Der „rote Hering“ wird zunächst präpariert, darf aber keinen Verdacht schöpfen.
Meiner Ansicht nach wird dazu ein Parallel-Szenario entworfen, welches die spätere Tatausführung plausibilisiert.

Nehmen wir an, die gefundene Wildmenge stimmt, egal ob 20,22 oder 23.
In diesem Fall muß es Helfer gegeben haben, weil das alleine nicht zu stemmen ist.
Der „Bestrafer“ hatte sich als williger Wilderer schon mehrmals bewährt und Vertrauen zu Andreas S. aufgebaut.

Nun mußte nur noch ein Szenario her, wo Andreas S. und die Polizei-Opfer aufeinandertreffen.
Dazu genügt ein getürkter Anruf bei der Polizei-Dienststelle zu einer „merkwürdigen Beobachtung an Ort XY. Die Streife fährt also hin.

Es erfolgt die Kontrolle und nun tritt der Bestrafer in Aktion und tötet zunächst die Beamtin während der Prüfung der Dokumente. 
Die beiden Wilderer sind zunächst überrascht und entsetzt, während sich der andere Polizist zurückzieht.
In dieser kurzen Zeit hat der Bestrafer (ein Profikiller) auch die zweite Flinte schussfertig gemacht und tötet den Polizisten.
Danach macht er sich vom Acker.
Die Wilderer wissen nicht, wie ihnen geschieht und verlassen überstürzt den Tatort.

Speku aus:

Diese Theorie hat sicher ihre Schwächen, aber sie könnte auch einiges erklären.
Warum haben es die Polizisten zugelassen, daß Andreas S. während der Kontrolle die Waffe am Mann hat?
Wäre es nicht sinnvoll gewesen, den Verdächtigen zu bitten, die Waffe vorher abzulegen?
Es ergibt auch keinen Sinn, erst die Papiere zu zeigen und dann das Feuer zu eröffnen.

Mein Szenario läßt diese beiden „Gegebenheiten“ aber zu.
Freilich ist dann noch nicht die erfolglose Gegenwehr des Beamten erklärt.
Aber wenn ein trainierter Menschenjäger ins Spiel kommt, sieht die Sache schon anders aus.

Interessanterweise ist nach 14 Tagen noch immer nicht die Schuld des bösen Wilderers bewiesen.
Wenn er wirklich schoss, sollte das eigentlich kein Thema sein.
In diesem Fall würde die Identität der Polizisten keine Rolle spielen.

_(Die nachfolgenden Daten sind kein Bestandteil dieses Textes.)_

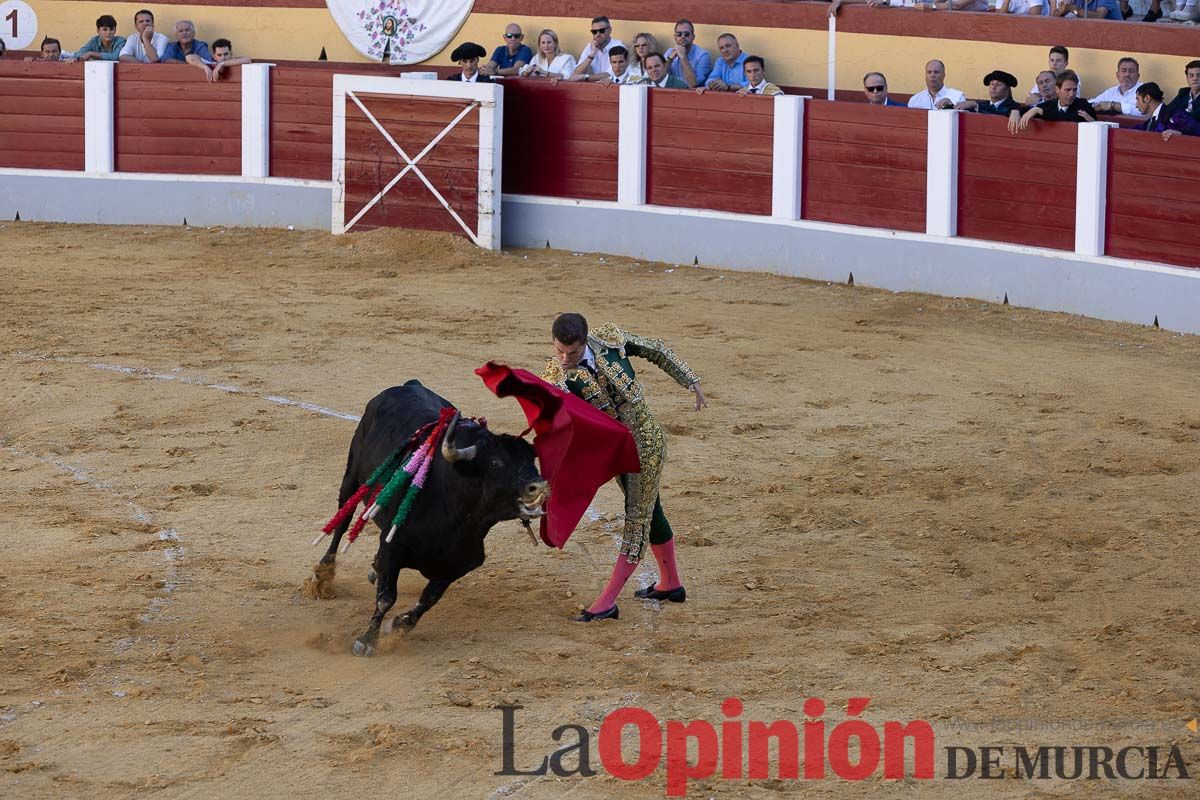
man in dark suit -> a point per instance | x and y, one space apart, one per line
1188 100
1000 95
467 56
1162 119
875 89
1066 107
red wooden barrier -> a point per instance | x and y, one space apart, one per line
169 119
561 140
41 115
371 163
1017 188
864 166
1153 197
709 151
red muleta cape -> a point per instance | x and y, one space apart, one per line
579 447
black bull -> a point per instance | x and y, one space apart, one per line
477 480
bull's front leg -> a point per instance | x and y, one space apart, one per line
385 597
430 596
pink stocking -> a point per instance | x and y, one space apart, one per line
621 572
669 573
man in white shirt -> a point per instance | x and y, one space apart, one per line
936 94
594 59
147 46
1121 98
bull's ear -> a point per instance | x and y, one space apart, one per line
450 451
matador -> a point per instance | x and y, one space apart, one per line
595 366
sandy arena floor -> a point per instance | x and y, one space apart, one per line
979 516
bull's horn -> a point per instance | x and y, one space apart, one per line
449 451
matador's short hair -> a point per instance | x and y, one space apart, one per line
570 329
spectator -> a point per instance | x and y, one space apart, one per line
467 56
756 78
1031 7
592 62
936 94
1043 88
148 46
657 72
1000 95
1056 61
875 89
1162 119
618 73
729 73
185 44
1121 98
643 44
689 62
1189 12
1188 100
1090 8
550 61
1067 107
511 56
52 50
222 58
106 44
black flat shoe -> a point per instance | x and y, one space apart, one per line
675 595
587 617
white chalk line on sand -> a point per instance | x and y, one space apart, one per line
177 377
172 555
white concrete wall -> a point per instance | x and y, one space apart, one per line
1101 287
130 198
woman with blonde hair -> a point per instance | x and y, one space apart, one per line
643 44
550 61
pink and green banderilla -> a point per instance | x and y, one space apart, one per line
389 480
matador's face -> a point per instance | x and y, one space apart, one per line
569 355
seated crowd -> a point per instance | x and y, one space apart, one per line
147 46
1177 11
1055 94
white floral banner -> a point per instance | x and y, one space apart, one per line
400 31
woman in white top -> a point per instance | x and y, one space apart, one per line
550 61
643 44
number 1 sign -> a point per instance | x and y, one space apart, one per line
18 24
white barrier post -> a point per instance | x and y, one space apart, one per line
631 139
99 101
256 120
787 158
942 174
1091 186
832 77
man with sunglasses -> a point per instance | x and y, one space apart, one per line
689 62
509 58
875 88
594 60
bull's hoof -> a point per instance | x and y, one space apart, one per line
402 623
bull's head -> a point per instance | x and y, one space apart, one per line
507 464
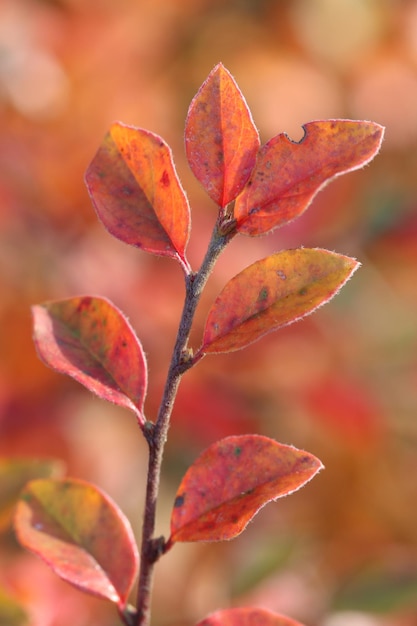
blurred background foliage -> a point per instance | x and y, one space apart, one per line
342 384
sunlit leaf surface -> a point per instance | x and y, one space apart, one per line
81 534
89 339
272 293
231 481
247 616
137 193
220 137
288 174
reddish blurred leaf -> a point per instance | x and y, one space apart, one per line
221 140
272 293
137 193
89 339
11 612
231 481
81 534
247 616
288 174
14 474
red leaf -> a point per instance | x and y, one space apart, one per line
288 174
272 293
81 534
231 481
247 616
89 339
137 194
221 140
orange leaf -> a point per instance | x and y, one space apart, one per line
272 293
11 612
221 140
14 474
247 616
89 339
231 481
288 174
81 534
137 193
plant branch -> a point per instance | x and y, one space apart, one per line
151 548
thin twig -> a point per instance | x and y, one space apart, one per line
151 548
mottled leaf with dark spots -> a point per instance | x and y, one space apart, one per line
137 194
272 293
89 339
247 616
14 474
288 174
231 481
81 534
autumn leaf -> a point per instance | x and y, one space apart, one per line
272 293
137 194
77 531
221 140
231 481
89 339
14 474
247 616
11 611
288 174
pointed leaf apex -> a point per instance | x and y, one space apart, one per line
221 140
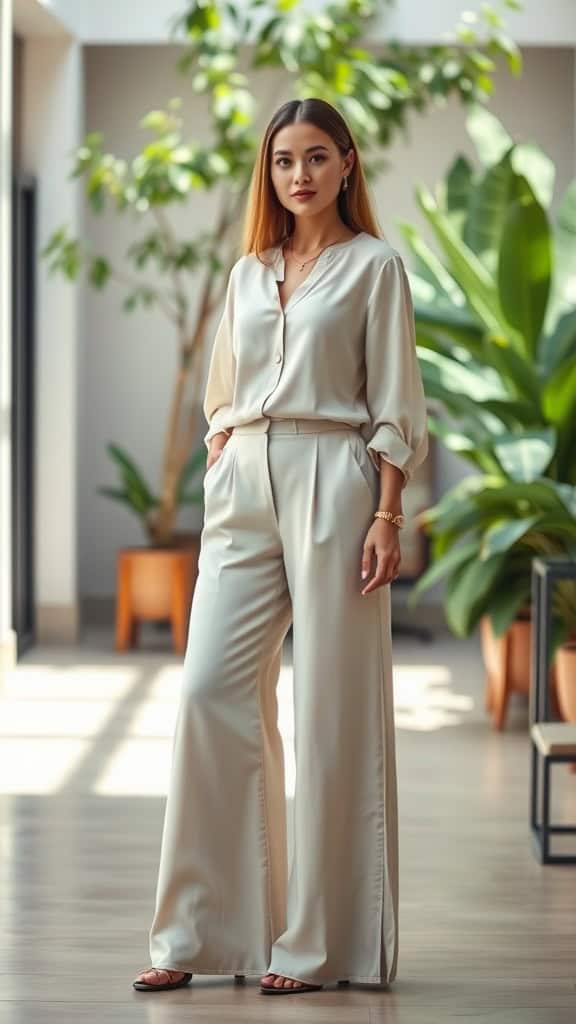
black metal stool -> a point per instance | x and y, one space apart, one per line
550 741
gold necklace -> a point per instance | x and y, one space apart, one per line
303 263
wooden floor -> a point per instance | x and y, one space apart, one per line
486 933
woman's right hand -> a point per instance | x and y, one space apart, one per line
217 444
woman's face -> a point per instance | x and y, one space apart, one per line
304 159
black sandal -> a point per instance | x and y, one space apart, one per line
303 986
145 986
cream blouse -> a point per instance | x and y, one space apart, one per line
343 348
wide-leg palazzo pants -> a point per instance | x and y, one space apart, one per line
287 508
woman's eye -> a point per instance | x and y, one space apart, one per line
316 156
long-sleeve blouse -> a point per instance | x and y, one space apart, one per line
342 348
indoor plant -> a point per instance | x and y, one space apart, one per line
496 332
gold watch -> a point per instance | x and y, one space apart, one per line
398 519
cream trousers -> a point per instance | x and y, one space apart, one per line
287 508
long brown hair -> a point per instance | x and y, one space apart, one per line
268 222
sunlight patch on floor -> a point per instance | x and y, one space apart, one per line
52 717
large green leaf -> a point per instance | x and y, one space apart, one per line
441 568
488 134
506 601
432 268
559 346
466 269
530 162
135 486
559 397
503 534
518 373
564 281
525 267
525 459
467 592
487 212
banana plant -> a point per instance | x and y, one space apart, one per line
495 308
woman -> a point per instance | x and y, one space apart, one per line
317 421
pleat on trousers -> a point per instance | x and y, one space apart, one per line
287 507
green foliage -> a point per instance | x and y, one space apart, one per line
496 331
135 494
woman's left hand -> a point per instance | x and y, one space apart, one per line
382 543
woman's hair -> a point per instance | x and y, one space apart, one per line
268 222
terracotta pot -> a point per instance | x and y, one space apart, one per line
566 680
507 663
156 584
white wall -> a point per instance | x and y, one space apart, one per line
52 128
129 360
7 636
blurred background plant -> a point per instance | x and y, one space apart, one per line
321 52
496 333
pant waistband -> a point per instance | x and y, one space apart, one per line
291 426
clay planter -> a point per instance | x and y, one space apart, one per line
566 680
155 584
506 659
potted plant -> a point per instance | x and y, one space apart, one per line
376 94
496 332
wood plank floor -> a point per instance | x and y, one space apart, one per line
486 933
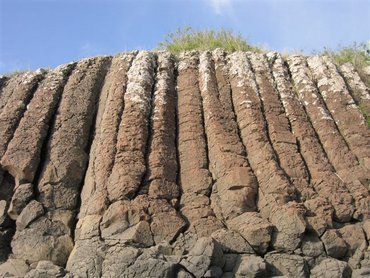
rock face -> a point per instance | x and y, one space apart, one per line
209 164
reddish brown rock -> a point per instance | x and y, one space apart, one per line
129 163
15 98
23 154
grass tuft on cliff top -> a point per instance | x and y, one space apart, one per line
188 38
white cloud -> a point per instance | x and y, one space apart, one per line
219 6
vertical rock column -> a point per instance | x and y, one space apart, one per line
162 159
129 164
23 154
276 193
45 226
342 107
87 256
358 89
235 186
194 177
329 137
320 169
15 99
161 179
282 139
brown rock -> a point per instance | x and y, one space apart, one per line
22 195
335 246
31 212
14 268
354 237
255 230
286 264
331 268
232 242
23 154
250 266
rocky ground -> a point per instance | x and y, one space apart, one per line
209 164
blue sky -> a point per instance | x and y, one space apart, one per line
46 33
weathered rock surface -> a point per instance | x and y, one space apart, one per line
209 164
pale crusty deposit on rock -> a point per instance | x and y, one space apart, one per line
208 164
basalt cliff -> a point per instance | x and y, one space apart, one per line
209 164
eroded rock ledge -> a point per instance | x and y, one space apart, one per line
209 164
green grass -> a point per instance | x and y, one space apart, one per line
14 73
358 54
190 39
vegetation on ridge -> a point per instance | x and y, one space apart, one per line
188 38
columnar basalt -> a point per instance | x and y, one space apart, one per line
209 164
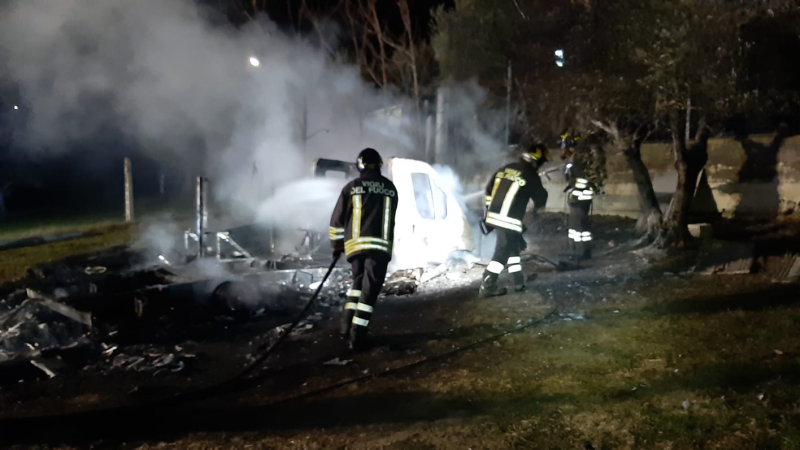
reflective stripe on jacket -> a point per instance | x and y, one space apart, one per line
363 219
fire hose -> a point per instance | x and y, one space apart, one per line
210 390
9 425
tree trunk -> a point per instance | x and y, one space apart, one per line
373 11
689 162
649 222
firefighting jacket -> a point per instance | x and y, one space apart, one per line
363 220
579 188
508 193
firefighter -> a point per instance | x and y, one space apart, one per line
580 194
507 195
362 227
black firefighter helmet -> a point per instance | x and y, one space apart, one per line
536 154
369 159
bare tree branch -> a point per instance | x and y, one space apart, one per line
521 13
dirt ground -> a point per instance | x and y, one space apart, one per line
621 353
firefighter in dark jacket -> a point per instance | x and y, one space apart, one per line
362 227
580 194
507 195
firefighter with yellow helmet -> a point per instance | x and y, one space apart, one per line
507 195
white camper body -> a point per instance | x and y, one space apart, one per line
430 223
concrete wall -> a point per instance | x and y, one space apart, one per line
752 183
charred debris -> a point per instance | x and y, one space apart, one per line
129 310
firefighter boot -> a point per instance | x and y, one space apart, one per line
346 322
585 251
489 287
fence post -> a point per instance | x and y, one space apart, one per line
201 219
128 191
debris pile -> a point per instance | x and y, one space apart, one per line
403 282
40 324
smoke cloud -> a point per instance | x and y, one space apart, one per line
179 85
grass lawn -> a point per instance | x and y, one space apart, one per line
14 263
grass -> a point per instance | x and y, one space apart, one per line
15 263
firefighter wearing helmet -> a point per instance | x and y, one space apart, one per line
580 191
362 227
507 195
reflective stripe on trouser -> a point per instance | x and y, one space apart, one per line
509 245
369 272
580 230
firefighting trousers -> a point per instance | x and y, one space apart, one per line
580 229
369 273
506 252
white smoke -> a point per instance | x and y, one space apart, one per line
185 91
180 86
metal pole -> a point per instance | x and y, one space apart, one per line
201 219
508 105
128 190
428 129
441 125
304 125
688 118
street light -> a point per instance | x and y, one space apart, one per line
560 58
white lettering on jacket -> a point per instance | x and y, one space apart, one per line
373 187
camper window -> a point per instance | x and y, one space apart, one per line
423 195
440 202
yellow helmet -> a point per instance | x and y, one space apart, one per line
537 152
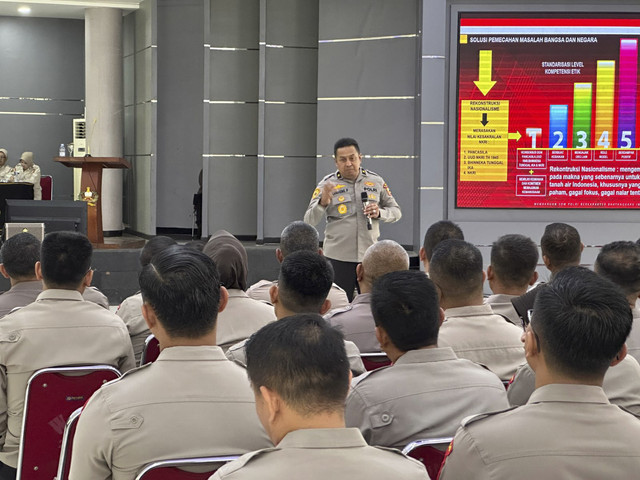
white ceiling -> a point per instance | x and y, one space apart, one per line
63 8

Sollte jedoch die Polizistin gezielt getötet worden sein, wie z.B. im Fall Michelle Kiesewetter, dann könnte ein ähnliches Arrangement vorstellbar sein, wo neben Wilderei auch Drogentransport in Sicht käme.
Das würde auch den seltsamen Kiffer Florian plausibel machen, der ggf. aus der Szene stammt.
Auch hier benötigt man einen dritten Mann als Schützen, der aber durchaus auch seine eigenen Waffen hätte mitbringen können (ebenso wie übrigens auch der Killer in Speku 1).

In Heilbronn führte die Aufklärung ins Nichts, wie wir alle wissen.
Wenn es in der Pfalz ähnliche Hintergründe gibt, dürfen wir auch hier wenig erwarten.
Die ungeeigneten Tatwaffen sind übrigens in diesen beiden Spekulationen mehr als geeignet, weil sie sehr gut als falsche Spur herangezogen werden können.